第3話

 ところが、快進撃は感激の吐息をつく間もなく潰えた。

 昨日起きた出来事が原因でさらなる夫の怒りと不信をかったために、家を出たところからつけられていたらしいのだ。

「こっちにだけ離縁した烙印押し付けて、自分はのうのうと逃げるのかよ。
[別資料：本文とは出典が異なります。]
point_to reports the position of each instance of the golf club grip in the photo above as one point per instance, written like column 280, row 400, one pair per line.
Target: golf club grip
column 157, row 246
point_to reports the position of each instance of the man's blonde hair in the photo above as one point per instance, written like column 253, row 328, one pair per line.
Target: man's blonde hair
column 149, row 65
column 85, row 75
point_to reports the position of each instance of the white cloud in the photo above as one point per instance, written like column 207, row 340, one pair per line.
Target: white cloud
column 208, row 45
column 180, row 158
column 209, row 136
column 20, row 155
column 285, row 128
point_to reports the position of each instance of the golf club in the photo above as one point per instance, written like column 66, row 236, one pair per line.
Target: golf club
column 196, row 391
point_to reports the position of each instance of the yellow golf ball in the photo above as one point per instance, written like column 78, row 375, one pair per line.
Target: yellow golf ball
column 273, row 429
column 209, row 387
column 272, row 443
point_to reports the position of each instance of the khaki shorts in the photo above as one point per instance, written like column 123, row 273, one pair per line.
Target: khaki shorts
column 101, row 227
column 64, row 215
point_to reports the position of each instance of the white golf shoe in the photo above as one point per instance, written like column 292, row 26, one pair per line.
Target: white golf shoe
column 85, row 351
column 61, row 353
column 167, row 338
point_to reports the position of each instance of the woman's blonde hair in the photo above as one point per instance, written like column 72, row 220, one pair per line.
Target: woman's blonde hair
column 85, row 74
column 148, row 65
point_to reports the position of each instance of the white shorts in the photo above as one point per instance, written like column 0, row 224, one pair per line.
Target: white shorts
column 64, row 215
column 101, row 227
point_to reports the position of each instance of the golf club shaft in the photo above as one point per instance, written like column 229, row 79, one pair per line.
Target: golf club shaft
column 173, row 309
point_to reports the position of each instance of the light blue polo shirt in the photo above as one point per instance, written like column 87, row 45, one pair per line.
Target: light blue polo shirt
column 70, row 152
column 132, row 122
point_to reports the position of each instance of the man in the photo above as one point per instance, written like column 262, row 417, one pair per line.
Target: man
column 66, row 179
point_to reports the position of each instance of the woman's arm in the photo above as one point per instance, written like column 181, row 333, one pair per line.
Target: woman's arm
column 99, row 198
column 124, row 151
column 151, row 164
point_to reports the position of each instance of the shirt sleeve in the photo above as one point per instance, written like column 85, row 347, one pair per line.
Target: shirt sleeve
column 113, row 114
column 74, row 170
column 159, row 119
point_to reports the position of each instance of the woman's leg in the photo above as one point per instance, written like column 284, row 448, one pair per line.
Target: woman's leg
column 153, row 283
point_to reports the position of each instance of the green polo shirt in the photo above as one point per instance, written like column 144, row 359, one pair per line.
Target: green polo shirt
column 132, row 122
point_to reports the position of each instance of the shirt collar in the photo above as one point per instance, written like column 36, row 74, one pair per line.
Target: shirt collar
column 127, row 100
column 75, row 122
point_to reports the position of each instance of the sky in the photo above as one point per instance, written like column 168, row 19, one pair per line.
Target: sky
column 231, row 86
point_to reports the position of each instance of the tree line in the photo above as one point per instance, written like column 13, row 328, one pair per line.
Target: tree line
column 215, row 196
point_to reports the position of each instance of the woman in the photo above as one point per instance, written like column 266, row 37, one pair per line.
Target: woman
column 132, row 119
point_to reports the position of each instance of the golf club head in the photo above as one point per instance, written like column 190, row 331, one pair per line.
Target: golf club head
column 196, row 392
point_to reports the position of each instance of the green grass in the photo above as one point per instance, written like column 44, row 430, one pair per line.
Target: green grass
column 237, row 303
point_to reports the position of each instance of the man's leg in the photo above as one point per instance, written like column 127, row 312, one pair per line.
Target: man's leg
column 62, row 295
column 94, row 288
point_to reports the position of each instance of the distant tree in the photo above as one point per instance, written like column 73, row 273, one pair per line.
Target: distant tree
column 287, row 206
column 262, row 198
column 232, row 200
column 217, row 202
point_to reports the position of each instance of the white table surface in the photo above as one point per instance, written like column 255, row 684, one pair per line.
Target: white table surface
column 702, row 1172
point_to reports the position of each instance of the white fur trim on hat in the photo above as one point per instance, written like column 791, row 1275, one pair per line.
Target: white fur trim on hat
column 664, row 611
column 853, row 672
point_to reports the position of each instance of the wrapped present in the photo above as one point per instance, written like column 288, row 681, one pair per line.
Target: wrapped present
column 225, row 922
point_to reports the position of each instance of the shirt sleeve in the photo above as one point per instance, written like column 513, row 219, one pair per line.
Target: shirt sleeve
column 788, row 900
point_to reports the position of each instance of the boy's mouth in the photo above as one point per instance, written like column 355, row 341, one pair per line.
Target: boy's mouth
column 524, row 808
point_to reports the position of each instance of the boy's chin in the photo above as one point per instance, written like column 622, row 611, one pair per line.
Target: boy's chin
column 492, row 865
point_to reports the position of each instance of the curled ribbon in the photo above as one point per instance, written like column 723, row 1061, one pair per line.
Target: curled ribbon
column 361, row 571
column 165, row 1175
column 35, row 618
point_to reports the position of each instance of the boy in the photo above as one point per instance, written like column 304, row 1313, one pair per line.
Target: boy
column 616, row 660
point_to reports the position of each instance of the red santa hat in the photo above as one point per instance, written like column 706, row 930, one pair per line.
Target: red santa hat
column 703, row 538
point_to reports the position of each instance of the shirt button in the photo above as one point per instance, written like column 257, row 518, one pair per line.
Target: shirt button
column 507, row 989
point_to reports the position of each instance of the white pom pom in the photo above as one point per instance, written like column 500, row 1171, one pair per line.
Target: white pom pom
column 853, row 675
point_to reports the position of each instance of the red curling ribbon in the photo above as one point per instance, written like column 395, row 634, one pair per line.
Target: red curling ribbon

そんなこと許すと思うかっ」

 プレヌリュヌのアップルグリーンの瞳が、セーヌに立ち並ぶ人々を捕らえる。

 正気を失った夫を人々は遠巻きに見つめている。

 その中に両親と妹――家族の姿を見たときにはさすがに少量息を呑んだ。

 夫が最後の一撃とばかりに勢いよく、右腕を振り上げる。


 もう自分は死ぬしかないのだと、プレヌリュヌは本能で悟った。

 はじまって早々、暴力夫にめっためたにされて朽ち果てる残念すぎる人生。

 誰かに読まれもしない物語。

 関心を向けられることのないまま古び、捨てられていく本。

 みなにいなくなることを望まれている。

 そう――自分のポジションといえば、以前からそうだったではないか。

 価値のあることはなに一つできず、家族からも白い目で見られて。

 なにをがらくたのような夢など、見てしまったのか。


 ぱしっと乾いた音が、意識を現実へと連れ戻す。

 命が潰えるにしてはやけに、小気味いい音。

 振り下ろされた夫の手が、なにかに捕らわれた。



「やめろ」



 徐々に焦点があっていくにつれ、認識する。

 夢を見ているか、はたまた早くも天国に来てしまったらしい。



 振り上げた夫の拳を誰かが、受け止めている。


「なんだと?」


 チョコレートのようなブラウンの髪と琥珀色の瞳。

 シャツの上にアイボリーの袖なしセーターを羽織り、首元に巻かれた黒い大ぶりのスヌード。



 夫の手を掴んださきで少女のように整った顔が、しかめられている。